Die europäische Statistikagentur Eurostat hat heute die ausführlichen und endgültigen Ergebnisse für die Verbraucherpreise im Oktober veröffentlicht. Mit -0,3 Prozent im Jahresvergleich hängen sie nun den dritten Monat in Folge in der Deflation (Vormonate -0,3 Prozent und -0,2 Prozent). Auffällig bleibt wie in den Vormonaten, dass Osteuropa zu großen Teilen eine Art Deflations-Abwehr darstellt. Wo einige Länder noch nicht den Euro haben, ist Inflation klar erkennbar – oft sogar mehr als deutlich. So hat die Gesamt-EU im Oktober auch einen Wert von +0,3 Prozent hingelegt. Man muss es sich mal vorstellen. Länder wie die Slowakei, Rumänien, Tschechien, Ungarn und Polen liefern Steigerungen der Verbraucherpreise zwischen +1,6 Prozent und 3,8 Prozent (siehe rechter Teil der Grafik).

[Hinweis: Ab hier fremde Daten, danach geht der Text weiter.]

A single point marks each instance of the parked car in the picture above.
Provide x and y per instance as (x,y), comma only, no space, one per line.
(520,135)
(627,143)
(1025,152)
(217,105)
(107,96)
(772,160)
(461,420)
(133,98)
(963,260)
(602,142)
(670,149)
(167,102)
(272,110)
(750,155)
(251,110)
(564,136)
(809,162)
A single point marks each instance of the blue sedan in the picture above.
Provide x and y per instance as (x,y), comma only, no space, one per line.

Grafik zeigt Veränderungen der Verbraucherpreise pro Land

In den Details für die Eurozone sieht man: Die Verbraucherpreise für Lebensmittel legen zu, jetzt mit einer Steigerungsrate von +2,0 Prozent. Die Energiepreise ziehen mit -8,2 Prozent den Schnitt weiterhin kräftig nach unten. Aber auch die Dienstleistungen sind mit schuldig mit nur noch +0,4 Prozent, wo man noch im Juni Steigerungsraten über 1 Prozent sah. Hier schlägt wohl auch die deutsche Mehrwertsteuersenkung zu Buche, die seit Juli in Kraft ist. Aber abwarten. Ab Januar, wenn die Mehrwertsteuersenkung in Deutschland wieder rückgängig gemacht wird, dürften die Verbraucherpreise wieder auf die Null-Linie kommen – auch für die Eurozone?